Many maps plonk the Shetland islands in a box somewhere off Aberdeen, but in fact they’re a lot closer to Bergen in Norway than they are to Edinburgh. Shetland endures the most violent weather experienced in the British Isles. There are some good spells of dry, sunny weather from May to September, but it’s the “simmer dim”, the twilight which lingers through the small hours at this latitude, that makes Shetland summers so memorable.
The islands’ capital, Lerwick, is a busy little port and the only town of any size. Many parts of Shetland can be reached from here on a day-trip.
South Mainland is a narrow finger of land that runs some 25 miles from Lerwick to Sumburgh Head, an area particularly rich in archeological remains, including the Iron Age Mousa Broch and the ancient settlement of Jarlshof.
A further 25 miles south of Sumburgh Head is the remote but thriving Fair Isle, synonymous with knitwear and exceptional birdlife. Even more remote are the distinctive peaks and precipitous cliffs of the island of Foula, fourteen miles west of Mainland - still counted among the lesser-known must-visit places in Scotland.
Shetland’s three North Isles bring Britain to a dramatic, windswept end: Yell has the largest population of otters in the UK; Fetlar is home to the rare red-necked phalarope and north of Unst, there’s nothing until you reach the North Pole.

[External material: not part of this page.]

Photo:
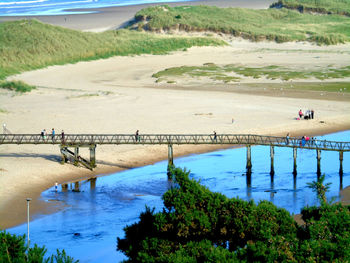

Inhabited until World War II, and now a National Nature Reserve, Noss is a popular day-trip from Lerwick. Sloping gently into the sea at its western end, and plunging vertically for more than 500ft at its eastern end, the island has the dramatic outline of a half-sunk ocean liner. The cliffed coastline is home to vast colonies of gannets, puffins, guillemots, shags, razorbills and fulmars.
As Noss is only one mile wide, it’s easy enough to do an entire circumference in one day. If you do, keep close to the coast, since otherwise you’re likely to be dive-bombed by the great skuas (locally known as “bonxies”).
Boat trips from Lerwick to Noss include those run by Seabirds and Seals. It’s also possible to take a ferry to Maryfield on Bressay; from here it’s a two-mile walk to the landing stage where a Scottish Natural Heritage RIB can take you to Noss.
Shetland’s South Mainland is a long, thin finger of land, just three or four miles wide, but 25 miles long, ending in the cliffs of Sumburgh Head (262ft), which rises sharply out of the land only to drop vertically into the sea. The road up to Sumburgh lighthouse is the perfect site for watching nesting kittiwakes, fulmars, shags, razorbills, guillemots, gannets and puffins. South Mainland also harbours some of Shetland’s most impressive archeological treasures – in particular, Jarlshof and Mousa Broch.
Jarlshof is the largest and most impressive of Shetland’s archeological sites. Only half of the original broch survives, and its courtyard is now an Iron Age aisled roundhouse, with stone piers.
It’s difficult to distinguish the original broch from the later Pictish wheelhouses that now surround it, but it’s great fun to explore, as you’re free to roam around the cells, checking out the in-built stone shelving, water tanks, beds and so on. Inland lies the maze of grass-topped foundations marking out the Viking longhouses, and towering over the whole complex are the ruins of the laird’s house, built by Robert Stewart, Earl of Orkney and Lord of Shetland, in the late sixteenth century, and the Old House of Sumburgh, built by his son, Earl Patrick.
The island of Mousa boasts the most amazingly well-preserved round tower (broch) in Scotland. Rising to more than 40ft, and looking rather like a Stone Age cooling tower, Mousa Broch has a remarkable presence, and even makes an appearance in the Norse sagas.
The low entrance-passage leads through two concentric walls to a central courtyard, divided into separate beehive chambers. Between the walls, a rough (very dark) staircase leads to the top parapet; a torch is provided for visitors. Mousa is only a mile wide, but if the weather’s not too bad it’s easy enough to spend the whole day here. From late May to late July, thousands of storm petrels breed in and around the broch walls, fishing out at sea during the day, and returning to the nests after dark.
A small passenger ferry runs to Mousa from Sandwick. The ferry runs special late-night trips, setting off around 11pm.